Staying positive through rehab
Jack’s day usually begins at 5:30 a.m., when workers arrive to get him ready for school, then afterward he spends several hours rehabbing four days a week at the Courage Center in Golden Valley before returning home to do homework or attending a hockey game. His exhausting day left him unavailable for comment for this story.
“He keeps up a great spirit and is always smiling,” his mom says.
That smile has been a constant when being visited by National Hockey League players and other well-known athletes or teammates and friends from school.
“That’s who he was before the accident and it’s who he is now,” Pauly said of Jablonski’s engaging personality.
He’s also active in social media — with more than 50,000 Twitter followers and a Facebook account so full he can’t add any more friends. He counts many professional athletes among his followers.

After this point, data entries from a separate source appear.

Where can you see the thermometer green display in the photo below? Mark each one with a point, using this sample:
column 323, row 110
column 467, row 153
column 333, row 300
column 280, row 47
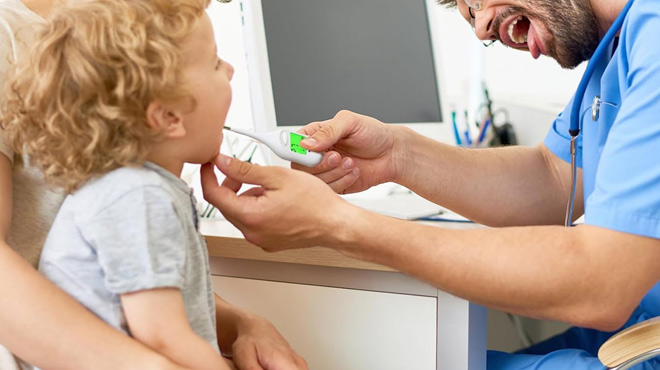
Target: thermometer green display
column 285, row 144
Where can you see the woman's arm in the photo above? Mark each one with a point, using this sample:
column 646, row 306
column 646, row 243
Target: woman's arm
column 157, row 318
column 45, row 326
column 253, row 341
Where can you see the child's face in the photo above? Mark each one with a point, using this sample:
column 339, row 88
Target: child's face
column 208, row 79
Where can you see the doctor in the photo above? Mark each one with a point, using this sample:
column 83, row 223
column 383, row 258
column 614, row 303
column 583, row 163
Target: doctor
column 601, row 276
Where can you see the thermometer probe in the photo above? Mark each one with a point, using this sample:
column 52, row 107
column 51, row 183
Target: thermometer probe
column 285, row 144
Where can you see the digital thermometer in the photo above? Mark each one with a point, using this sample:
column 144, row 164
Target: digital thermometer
column 285, row 144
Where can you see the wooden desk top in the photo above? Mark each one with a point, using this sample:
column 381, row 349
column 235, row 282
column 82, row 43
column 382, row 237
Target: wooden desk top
column 224, row 240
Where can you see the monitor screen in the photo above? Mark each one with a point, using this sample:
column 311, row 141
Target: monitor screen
column 309, row 59
column 369, row 56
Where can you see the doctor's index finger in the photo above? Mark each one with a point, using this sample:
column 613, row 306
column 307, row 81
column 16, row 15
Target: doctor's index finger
column 247, row 173
column 324, row 135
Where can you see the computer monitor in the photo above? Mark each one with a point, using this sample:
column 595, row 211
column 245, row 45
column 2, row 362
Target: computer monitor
column 309, row 59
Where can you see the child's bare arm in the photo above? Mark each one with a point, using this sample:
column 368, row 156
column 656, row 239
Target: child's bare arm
column 157, row 318
column 45, row 326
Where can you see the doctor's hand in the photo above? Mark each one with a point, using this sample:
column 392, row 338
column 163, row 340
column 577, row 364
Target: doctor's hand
column 287, row 210
column 361, row 151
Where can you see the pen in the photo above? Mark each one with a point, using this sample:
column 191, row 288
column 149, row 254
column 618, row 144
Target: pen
column 482, row 133
column 468, row 141
column 456, row 134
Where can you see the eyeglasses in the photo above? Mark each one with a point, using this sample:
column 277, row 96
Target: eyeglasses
column 476, row 5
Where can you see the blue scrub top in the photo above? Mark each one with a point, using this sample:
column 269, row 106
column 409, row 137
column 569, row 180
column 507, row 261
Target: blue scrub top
column 619, row 153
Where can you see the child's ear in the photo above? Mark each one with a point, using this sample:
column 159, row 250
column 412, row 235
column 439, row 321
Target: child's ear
column 163, row 119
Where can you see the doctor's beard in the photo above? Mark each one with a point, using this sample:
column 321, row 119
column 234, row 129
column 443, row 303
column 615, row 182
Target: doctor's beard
column 572, row 24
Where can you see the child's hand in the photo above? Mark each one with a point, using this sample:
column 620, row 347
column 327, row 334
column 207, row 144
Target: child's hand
column 230, row 364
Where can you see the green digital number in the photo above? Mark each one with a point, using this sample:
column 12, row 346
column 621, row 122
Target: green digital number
column 295, row 144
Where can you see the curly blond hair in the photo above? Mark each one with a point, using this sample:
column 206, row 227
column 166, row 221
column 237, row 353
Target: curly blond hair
column 77, row 107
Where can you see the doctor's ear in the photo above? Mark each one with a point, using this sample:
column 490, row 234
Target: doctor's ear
column 167, row 121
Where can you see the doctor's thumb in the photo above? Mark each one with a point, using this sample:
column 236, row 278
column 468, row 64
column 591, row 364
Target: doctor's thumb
column 321, row 140
column 245, row 172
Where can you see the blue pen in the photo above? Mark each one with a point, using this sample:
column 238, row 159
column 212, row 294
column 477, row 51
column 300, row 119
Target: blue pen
column 456, row 134
column 466, row 134
column 482, row 135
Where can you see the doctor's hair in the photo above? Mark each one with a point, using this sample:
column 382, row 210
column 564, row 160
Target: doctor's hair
column 78, row 106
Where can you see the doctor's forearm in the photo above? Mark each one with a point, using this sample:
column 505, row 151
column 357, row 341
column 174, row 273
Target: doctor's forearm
column 547, row 272
column 496, row 187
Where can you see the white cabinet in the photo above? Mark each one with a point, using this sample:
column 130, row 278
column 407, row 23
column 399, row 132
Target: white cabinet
column 348, row 329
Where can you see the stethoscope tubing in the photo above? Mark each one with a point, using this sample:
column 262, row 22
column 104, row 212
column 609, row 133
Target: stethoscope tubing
column 574, row 129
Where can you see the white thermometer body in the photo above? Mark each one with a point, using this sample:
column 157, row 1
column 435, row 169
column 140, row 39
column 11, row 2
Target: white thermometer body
column 285, row 144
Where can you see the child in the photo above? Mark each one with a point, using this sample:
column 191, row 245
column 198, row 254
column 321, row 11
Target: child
column 116, row 97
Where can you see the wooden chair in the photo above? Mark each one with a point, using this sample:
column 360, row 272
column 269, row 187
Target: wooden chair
column 636, row 344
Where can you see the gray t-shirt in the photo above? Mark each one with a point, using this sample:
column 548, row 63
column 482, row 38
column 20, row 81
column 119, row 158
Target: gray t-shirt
column 132, row 229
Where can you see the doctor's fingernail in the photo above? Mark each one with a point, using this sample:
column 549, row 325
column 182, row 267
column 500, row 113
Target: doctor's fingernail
column 333, row 159
column 347, row 164
column 224, row 160
column 310, row 142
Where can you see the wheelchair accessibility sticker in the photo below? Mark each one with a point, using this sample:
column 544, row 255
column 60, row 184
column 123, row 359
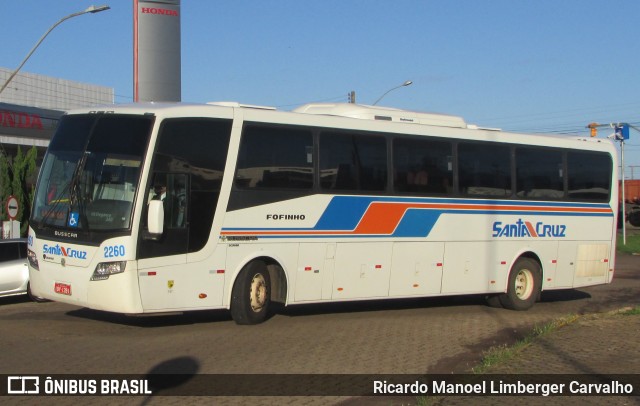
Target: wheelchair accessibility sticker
column 73, row 219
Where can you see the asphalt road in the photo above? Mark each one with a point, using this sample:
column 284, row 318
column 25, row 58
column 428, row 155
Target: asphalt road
column 433, row 335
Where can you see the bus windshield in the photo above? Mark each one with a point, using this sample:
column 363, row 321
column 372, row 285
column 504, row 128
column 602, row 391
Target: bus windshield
column 91, row 172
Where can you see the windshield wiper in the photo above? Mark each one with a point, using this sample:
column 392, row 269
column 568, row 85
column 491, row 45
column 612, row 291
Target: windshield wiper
column 70, row 187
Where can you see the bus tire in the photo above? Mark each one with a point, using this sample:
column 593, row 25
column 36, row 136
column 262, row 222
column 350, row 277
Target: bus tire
column 525, row 282
column 251, row 294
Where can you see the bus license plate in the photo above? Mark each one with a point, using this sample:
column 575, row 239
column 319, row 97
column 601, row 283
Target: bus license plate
column 62, row 288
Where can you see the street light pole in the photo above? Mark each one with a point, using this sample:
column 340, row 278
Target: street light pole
column 90, row 9
column 407, row 83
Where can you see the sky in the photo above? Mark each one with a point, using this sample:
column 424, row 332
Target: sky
column 544, row 66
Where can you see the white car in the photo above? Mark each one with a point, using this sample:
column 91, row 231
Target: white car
column 14, row 272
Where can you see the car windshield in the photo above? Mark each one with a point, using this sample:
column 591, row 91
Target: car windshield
column 91, row 172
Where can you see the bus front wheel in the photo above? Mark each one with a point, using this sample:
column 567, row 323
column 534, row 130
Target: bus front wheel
column 251, row 295
column 525, row 282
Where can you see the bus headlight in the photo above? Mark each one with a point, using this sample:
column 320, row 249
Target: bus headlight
column 104, row 269
column 33, row 259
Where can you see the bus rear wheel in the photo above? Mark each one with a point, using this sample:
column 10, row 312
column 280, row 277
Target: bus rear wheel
column 525, row 283
column 251, row 295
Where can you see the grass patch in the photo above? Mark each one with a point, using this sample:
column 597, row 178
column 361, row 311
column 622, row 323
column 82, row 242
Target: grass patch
column 504, row 353
column 632, row 246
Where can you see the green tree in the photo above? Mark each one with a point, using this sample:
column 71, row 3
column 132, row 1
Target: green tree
column 14, row 180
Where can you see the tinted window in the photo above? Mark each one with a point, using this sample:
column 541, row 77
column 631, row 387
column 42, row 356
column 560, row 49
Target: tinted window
column 275, row 157
column 484, row 169
column 589, row 175
column 351, row 161
column 539, row 173
column 422, row 165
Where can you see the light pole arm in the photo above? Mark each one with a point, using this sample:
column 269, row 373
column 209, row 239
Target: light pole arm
column 92, row 9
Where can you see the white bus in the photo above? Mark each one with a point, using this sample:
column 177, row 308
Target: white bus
column 329, row 202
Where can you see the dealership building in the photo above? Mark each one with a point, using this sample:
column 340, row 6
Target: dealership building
column 31, row 106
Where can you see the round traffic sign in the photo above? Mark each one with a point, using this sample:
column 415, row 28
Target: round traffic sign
column 12, row 207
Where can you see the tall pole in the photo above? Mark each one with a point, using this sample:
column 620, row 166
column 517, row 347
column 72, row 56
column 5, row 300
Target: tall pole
column 90, row 9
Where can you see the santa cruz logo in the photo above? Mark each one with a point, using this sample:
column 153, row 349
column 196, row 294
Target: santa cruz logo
column 527, row 229
column 65, row 252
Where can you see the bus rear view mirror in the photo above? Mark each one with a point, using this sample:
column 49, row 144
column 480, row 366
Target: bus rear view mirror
column 155, row 218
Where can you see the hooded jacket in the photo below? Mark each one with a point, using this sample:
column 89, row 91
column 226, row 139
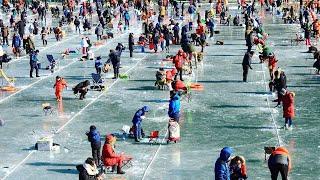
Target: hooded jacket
column 94, row 138
column 137, row 116
column 280, row 156
column 221, row 168
column 174, row 106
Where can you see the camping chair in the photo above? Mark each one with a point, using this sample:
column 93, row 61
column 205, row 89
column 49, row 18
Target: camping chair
column 97, row 82
column 268, row 150
column 52, row 63
column 154, row 136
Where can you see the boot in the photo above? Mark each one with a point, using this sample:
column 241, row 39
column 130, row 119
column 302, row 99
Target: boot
column 114, row 168
column 119, row 171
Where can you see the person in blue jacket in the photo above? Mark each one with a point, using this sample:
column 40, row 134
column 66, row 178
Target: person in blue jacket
column 174, row 107
column 95, row 139
column 34, row 63
column 137, row 122
column 98, row 64
column 221, row 168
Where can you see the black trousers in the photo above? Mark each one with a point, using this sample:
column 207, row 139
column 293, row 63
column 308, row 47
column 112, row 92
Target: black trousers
column 96, row 154
column 245, row 72
column 275, row 169
column 98, row 69
column 5, row 40
column 33, row 65
column 82, row 94
column 116, row 70
column 179, row 71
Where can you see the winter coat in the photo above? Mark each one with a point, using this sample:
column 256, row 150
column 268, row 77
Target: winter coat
column 80, row 87
column 137, row 118
column 249, row 39
column 83, row 172
column 94, row 138
column 174, row 106
column 114, row 58
column 279, row 156
column 247, row 60
column 16, row 42
column 33, row 58
column 99, row 30
column 131, row 43
column 221, row 168
column 288, row 104
column 178, row 61
column 109, row 157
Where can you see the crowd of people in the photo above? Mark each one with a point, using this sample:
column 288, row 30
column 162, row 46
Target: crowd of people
column 170, row 23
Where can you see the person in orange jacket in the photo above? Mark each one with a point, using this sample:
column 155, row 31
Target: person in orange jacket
column 178, row 61
column 279, row 161
column 272, row 64
column 238, row 169
column 287, row 99
column 59, row 85
column 109, row 157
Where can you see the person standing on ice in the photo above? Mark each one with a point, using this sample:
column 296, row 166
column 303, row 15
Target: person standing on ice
column 279, row 161
column 59, row 85
column 287, row 99
column 221, row 167
column 95, row 139
column 114, row 58
column 174, row 107
column 34, row 63
column 246, row 64
column 137, row 122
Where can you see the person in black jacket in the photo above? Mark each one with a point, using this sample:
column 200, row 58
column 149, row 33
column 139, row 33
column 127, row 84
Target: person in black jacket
column 131, row 43
column 246, row 64
column 249, row 39
column 81, row 88
column 95, row 139
column 114, row 58
column 88, row 170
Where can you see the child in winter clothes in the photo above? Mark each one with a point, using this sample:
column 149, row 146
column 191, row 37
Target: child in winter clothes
column 59, row 85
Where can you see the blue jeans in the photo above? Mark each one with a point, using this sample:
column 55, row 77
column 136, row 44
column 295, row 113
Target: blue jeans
column 137, row 132
column 288, row 121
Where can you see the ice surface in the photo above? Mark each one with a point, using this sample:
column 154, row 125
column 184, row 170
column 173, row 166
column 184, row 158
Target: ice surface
column 227, row 113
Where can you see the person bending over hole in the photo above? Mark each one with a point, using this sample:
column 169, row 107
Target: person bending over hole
column 82, row 88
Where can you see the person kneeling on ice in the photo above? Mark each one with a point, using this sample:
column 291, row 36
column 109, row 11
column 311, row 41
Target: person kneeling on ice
column 89, row 170
column 279, row 161
column 221, row 168
column 179, row 86
column 109, row 157
column 59, row 85
column 95, row 140
column 82, row 88
column 238, row 169
column 174, row 107
column 287, row 99
column 137, row 122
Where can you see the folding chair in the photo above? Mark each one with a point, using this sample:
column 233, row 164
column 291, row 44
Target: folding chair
column 97, row 82
column 154, row 136
column 52, row 62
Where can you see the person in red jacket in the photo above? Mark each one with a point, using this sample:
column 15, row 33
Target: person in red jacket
column 178, row 61
column 179, row 86
column 272, row 64
column 109, row 157
column 279, row 161
column 59, row 85
column 287, row 99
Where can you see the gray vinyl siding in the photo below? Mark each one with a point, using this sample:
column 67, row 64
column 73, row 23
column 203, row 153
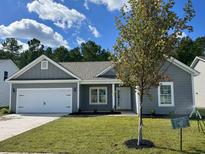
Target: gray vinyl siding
column 183, row 97
column 53, row 72
column 86, row 106
column 44, row 85
column 84, row 99
column 111, row 73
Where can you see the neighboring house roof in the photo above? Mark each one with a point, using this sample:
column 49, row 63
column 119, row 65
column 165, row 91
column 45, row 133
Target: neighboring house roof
column 87, row 70
column 195, row 61
column 39, row 59
column 91, row 71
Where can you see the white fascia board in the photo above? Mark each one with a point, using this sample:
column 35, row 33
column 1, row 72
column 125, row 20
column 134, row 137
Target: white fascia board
column 105, row 70
column 100, row 82
column 30, row 65
column 41, row 81
column 183, row 66
column 196, row 59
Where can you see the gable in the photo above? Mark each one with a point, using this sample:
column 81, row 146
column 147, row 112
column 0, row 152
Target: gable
column 36, row 73
column 110, row 73
column 174, row 72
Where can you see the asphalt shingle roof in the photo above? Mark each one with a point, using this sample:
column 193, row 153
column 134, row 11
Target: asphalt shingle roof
column 87, row 70
column 202, row 57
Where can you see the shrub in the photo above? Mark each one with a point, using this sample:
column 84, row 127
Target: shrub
column 79, row 110
column 95, row 110
column 4, row 111
column 153, row 112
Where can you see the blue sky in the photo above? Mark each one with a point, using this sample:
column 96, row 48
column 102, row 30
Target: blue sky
column 70, row 22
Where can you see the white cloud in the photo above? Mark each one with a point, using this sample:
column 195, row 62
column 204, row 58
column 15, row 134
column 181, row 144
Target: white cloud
column 28, row 29
column 94, row 31
column 86, row 4
column 79, row 40
column 24, row 45
column 110, row 4
column 182, row 35
column 61, row 15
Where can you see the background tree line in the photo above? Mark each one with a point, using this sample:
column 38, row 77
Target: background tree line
column 186, row 50
column 88, row 51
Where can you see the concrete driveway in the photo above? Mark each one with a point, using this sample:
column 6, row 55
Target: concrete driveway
column 14, row 124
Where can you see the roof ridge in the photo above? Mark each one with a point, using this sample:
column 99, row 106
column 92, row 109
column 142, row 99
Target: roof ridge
column 86, row 62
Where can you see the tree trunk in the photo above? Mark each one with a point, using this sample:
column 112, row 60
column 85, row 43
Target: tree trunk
column 139, row 141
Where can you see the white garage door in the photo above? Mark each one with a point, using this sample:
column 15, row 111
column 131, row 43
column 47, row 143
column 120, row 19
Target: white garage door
column 58, row 100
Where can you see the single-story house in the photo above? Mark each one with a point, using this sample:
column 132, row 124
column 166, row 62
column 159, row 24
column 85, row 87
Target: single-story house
column 199, row 81
column 45, row 86
column 7, row 68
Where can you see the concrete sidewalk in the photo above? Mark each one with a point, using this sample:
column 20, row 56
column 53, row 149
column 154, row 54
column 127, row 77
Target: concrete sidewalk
column 14, row 124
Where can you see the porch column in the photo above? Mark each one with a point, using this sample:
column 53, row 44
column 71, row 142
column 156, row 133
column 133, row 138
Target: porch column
column 113, row 96
column 78, row 95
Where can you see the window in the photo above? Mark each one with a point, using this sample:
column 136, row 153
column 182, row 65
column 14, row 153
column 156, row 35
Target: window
column 98, row 95
column 6, row 75
column 44, row 65
column 166, row 94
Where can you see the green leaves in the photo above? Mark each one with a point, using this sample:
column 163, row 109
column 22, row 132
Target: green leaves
column 147, row 33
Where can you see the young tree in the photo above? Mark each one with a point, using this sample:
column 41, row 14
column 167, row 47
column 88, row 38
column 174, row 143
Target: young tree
column 149, row 31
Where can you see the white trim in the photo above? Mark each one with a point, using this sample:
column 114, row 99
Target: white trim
column 113, row 96
column 17, row 98
column 42, row 65
column 78, row 95
column 41, row 81
column 10, row 95
column 67, row 81
column 91, row 88
column 193, row 92
column 183, row 66
column 112, row 81
column 172, row 94
column 105, row 70
column 137, row 99
column 36, row 61
column 196, row 59
column 20, row 89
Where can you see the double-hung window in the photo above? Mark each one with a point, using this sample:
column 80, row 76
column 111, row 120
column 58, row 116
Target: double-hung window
column 166, row 94
column 98, row 95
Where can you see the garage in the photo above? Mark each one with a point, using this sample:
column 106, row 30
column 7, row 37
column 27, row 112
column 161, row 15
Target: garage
column 44, row 100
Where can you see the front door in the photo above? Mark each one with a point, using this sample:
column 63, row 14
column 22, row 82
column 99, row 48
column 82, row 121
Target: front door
column 123, row 98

“It warms our hearts to know that the world cares and is interested in knowing what he’s doing,” his mother said. “It gives us support like you can’t imagine. People were there from day one and it’s just accelerated. It’s to a level that I can’t even comprehend.
“He keeps saying, ‘I’m just Jack.’ I think he’s overwhelmed in a good way and in awe of what’s happened, and it keeps him going.”
Yet physical progress remains slow. Despite all the advancements in therapy for paralyzed patients, improvements are measured in very small increments. In many ways, a positive mental attitude is as important as physical gains.
“He’s staying motivated and staying positive and taking in the good things to come his way,” Pauly said. “At the same time, the therapy is very much a grind. He understands that if he’s going to make those breakthroughs, he has to keep that positive attitude and keep working hard. I know that’s the approach he’s taking.”
Jack has maintained a sense of humor, too. When a teammate complained about a sore knee, Pauly says Jack responded, “I wish I could feel my sore knee.”
Whether he ever will feel his lower extremities is uncertain. Leslie Jablonski says doctors are unable to predict her son’s future, though she is encouraged.
“The initial diagnosis was that he couldn’t move from the injury on down,” she said. “To see the things he’s doing now is fascinating, and the doctors are equally amazed. I can’t imagine that he won’t walk someday.”
Injury forces rule changes
Jablonski’s injury initiated stricter enforcement of checking-from-behind and boarding penalties in Minnesota. Players face five-minute major penalties and possible game disqualifications, aspects that can alter how the game is played.
“The game has slowed down in tight areas,” Grand Rapids coach Bruce LaRoque said. “I get a feel that it’s more under control.”
Still, the penalties are open to interpretation. Officials, especially the less-experienced ones calling JV games, may interpret the rules differently.
“I’ve seen players play differently and officials are much more in tune to calling it, but I’ve also seen some confusion among various officiating groups,” Pauly said. “I see players let up behind the net, but it’s something we need to continue to be vigilant about.”
Grand Rapids senior defenseman Jake Bischoff says players are more conscious on the ice to not check opponents from behind. Bischoff, who suffered multiple concussions and sat out the first month of the season, also says Jablonski’s injury caused him to change his approach to the sport.
“I’ve been thinking a lot about him because of my concussions,” Bischoff said. “There’s people out there telling me, ‘You’ve had a lot of (concussions) so you should think about just playing baseball.’ I’ve thought about that a lot recently, about how I should start enjoying every game and every shift to the fullest because you never know when that day will come.”